After the passage of approximately one month he became afraid of the intentions of certain figures in the wallpaper…”
July 30th, 2007 at 8:21 am
When people are like that they are easiest to minipulate.
or contort them into funny possistions
but its not cool to BURN them.
beside who would want to ruin the fun
July 30th, 2007 at 1:48 pm
♥ He reminds me of the mad duke from Privilege of the Sword/Swordspoint in that picture, somehow.
July 30th, 2007 at 3:45 pm
Colin - indeed, it isn’t cool to, ah, burn people. Though contorting them into funny positions is fun.
Laurie - I want to read those books, but I’m also stupidly scared to, since at the end of TEC and in The Art of Dying I had that society of duellists, and I’m afraid I’ll be sitting there the whole time thinking, “Bugger, I wish I’d developed that idea properly and written about it.”
July 30th, 2007 at 7:35 pm
I haven’t actually gotten my hands on Swordspoint yet, but there was a whole stack of Privilege in my local store after it won that Locus award and I snatched it up, since everyone was talking about it. It was wonderful. There was some mysterious anti-depressant quality about it - it was just so cheering, and I’m not entirely sure what made it so. And the duke - oh, man, the duke. I’ll start wildly keyboard mashing if I try and enumerate his finer points. I think you’d love the duke.
And hey, you can always develop the idea further and write about it now. You know we’d all love to read it. ;D
July 31st, 2007 at 7:00 am
but then again. Give a man a fire he will be warm for a night.

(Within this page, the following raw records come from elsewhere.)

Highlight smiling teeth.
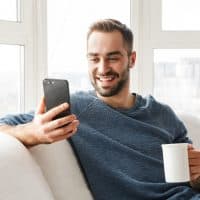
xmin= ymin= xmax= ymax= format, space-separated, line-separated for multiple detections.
xmin=99 ymin=76 xmax=113 ymax=81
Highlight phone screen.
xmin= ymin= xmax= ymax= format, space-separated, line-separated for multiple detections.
xmin=43 ymin=78 xmax=71 ymax=119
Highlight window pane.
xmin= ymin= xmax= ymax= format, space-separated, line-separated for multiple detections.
xmin=0 ymin=0 xmax=20 ymax=21
xmin=47 ymin=0 xmax=130 ymax=93
xmin=154 ymin=49 xmax=200 ymax=117
xmin=162 ymin=0 xmax=200 ymax=30
xmin=0 ymin=44 xmax=24 ymax=117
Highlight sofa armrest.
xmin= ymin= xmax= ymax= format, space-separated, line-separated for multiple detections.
xmin=0 ymin=132 xmax=54 ymax=200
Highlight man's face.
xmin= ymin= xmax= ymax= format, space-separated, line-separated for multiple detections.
xmin=87 ymin=31 xmax=133 ymax=97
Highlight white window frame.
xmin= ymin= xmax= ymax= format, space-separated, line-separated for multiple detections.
xmin=131 ymin=0 xmax=200 ymax=96
xmin=34 ymin=0 xmax=47 ymax=107
xmin=0 ymin=0 xmax=47 ymax=112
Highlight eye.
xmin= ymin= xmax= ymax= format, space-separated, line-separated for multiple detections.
xmin=88 ymin=57 xmax=99 ymax=63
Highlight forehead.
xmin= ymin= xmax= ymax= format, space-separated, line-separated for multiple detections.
xmin=87 ymin=31 xmax=126 ymax=55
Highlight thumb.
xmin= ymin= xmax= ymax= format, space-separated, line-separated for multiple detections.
xmin=188 ymin=143 xmax=194 ymax=150
xmin=35 ymin=96 xmax=46 ymax=114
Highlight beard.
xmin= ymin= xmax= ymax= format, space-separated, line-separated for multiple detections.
xmin=90 ymin=65 xmax=130 ymax=97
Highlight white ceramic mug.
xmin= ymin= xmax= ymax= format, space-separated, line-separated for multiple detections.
xmin=161 ymin=143 xmax=190 ymax=183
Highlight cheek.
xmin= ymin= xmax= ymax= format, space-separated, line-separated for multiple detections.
xmin=88 ymin=66 xmax=96 ymax=79
xmin=113 ymin=62 xmax=127 ymax=72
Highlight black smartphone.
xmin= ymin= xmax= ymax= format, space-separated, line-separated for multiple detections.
xmin=43 ymin=78 xmax=71 ymax=119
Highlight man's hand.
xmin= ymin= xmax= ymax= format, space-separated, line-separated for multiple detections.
xmin=1 ymin=97 xmax=79 ymax=147
xmin=188 ymin=144 xmax=200 ymax=189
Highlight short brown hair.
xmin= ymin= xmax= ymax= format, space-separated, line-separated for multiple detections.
xmin=87 ymin=19 xmax=133 ymax=54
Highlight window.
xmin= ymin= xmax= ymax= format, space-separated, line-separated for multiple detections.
xmin=135 ymin=0 xmax=200 ymax=117
xmin=47 ymin=0 xmax=130 ymax=93
xmin=162 ymin=0 xmax=200 ymax=30
xmin=0 ymin=0 xmax=38 ymax=116
xmin=0 ymin=44 xmax=24 ymax=116
xmin=0 ymin=0 xmax=20 ymax=21
xmin=154 ymin=49 xmax=200 ymax=115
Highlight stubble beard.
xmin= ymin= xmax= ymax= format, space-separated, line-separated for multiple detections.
xmin=91 ymin=66 xmax=130 ymax=97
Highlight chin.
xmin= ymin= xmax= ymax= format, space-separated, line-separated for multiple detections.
xmin=92 ymin=78 xmax=127 ymax=97
xmin=96 ymin=87 xmax=119 ymax=97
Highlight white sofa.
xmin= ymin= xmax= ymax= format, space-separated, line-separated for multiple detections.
xmin=0 ymin=113 xmax=199 ymax=200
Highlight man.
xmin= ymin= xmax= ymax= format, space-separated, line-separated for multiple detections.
xmin=0 ymin=19 xmax=200 ymax=199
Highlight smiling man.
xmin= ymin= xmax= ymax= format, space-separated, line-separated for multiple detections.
xmin=87 ymin=30 xmax=134 ymax=97
xmin=87 ymin=22 xmax=136 ymax=110
xmin=0 ymin=19 xmax=200 ymax=199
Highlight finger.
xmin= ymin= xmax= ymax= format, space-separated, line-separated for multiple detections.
xmin=68 ymin=127 xmax=78 ymax=136
xmin=52 ymin=128 xmax=77 ymax=142
xmin=51 ymin=131 xmax=76 ymax=143
xmin=48 ymin=120 xmax=79 ymax=138
xmin=190 ymin=166 xmax=200 ymax=174
xmin=188 ymin=144 xmax=194 ymax=150
xmin=188 ymin=149 xmax=200 ymax=159
xmin=35 ymin=96 xmax=46 ymax=114
xmin=43 ymin=103 xmax=70 ymax=121
xmin=43 ymin=115 xmax=77 ymax=131
xmin=38 ymin=125 xmax=78 ymax=144
xmin=189 ymin=158 xmax=200 ymax=166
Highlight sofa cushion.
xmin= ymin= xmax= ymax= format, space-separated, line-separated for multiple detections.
xmin=0 ymin=132 xmax=54 ymax=200
xmin=30 ymin=140 xmax=93 ymax=200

Set a man on fire and he will be warm for a life time
July 31st, 2007 at 7:17 am
Laurie - I’m feeling oh so tempted now. I have to go to Kinokuniya (big bookstore here) anyway, so I maybe I will throw caution to the winds and buy them. At least if I read them I won’t inadvertently attempt to write something too similar - though the duellist society in my mind is probably not something I would write about in depth for its own sake. It’s more likely a background to something else.
But sometimes another writer’s brilliance can kill a theme for me. I can’t do dragons, because every time I even think about it, Ursula le Guin’s Kalessin breathes gently over me and burns me to a crisp (thank you for putting that in my head, Colin).
July 31st, 2007 at 8:22 am
don’t thank me.
thank the colour of magic
July 31st, 2007 at 2:26 pm
You have Kinokuniya too?! Man, it seems like everywhere in the world has a Kinokuniya except our city!
July 31st, 2007 at 3:57 pm
Oh, I thought Kinokuniya was only in Asia, for some reason. It’s the main chain bookstore here. I’m very impressed with the selection at the two stores near me.
July 31st, 2007 at 5:11 pm
Everyone on my LJ list has one nearby, it seems - I can’t count the number of times I read, “So today I went to Kinokuniya and got [insert Japanese series I’m coveting here] and…”
August 1st, 2007 at 5:49 am
We have a Japanese KK here… but Thai laws keep most of the ah, more interesting stuff out. Only the occasional odd thing like “Men Who Cannot Get Marry” slips through.
August 2nd, 2007 at 1:51 pm
Ever read ‘The Yellow Wallpaper’?
August 2nd, 2007 at 2:15 pm
I haven’t (I should). We had dark red flock paper in one room in the house I grew up in, and it seemed to have the faces of dragons and strange moustachioed men in it.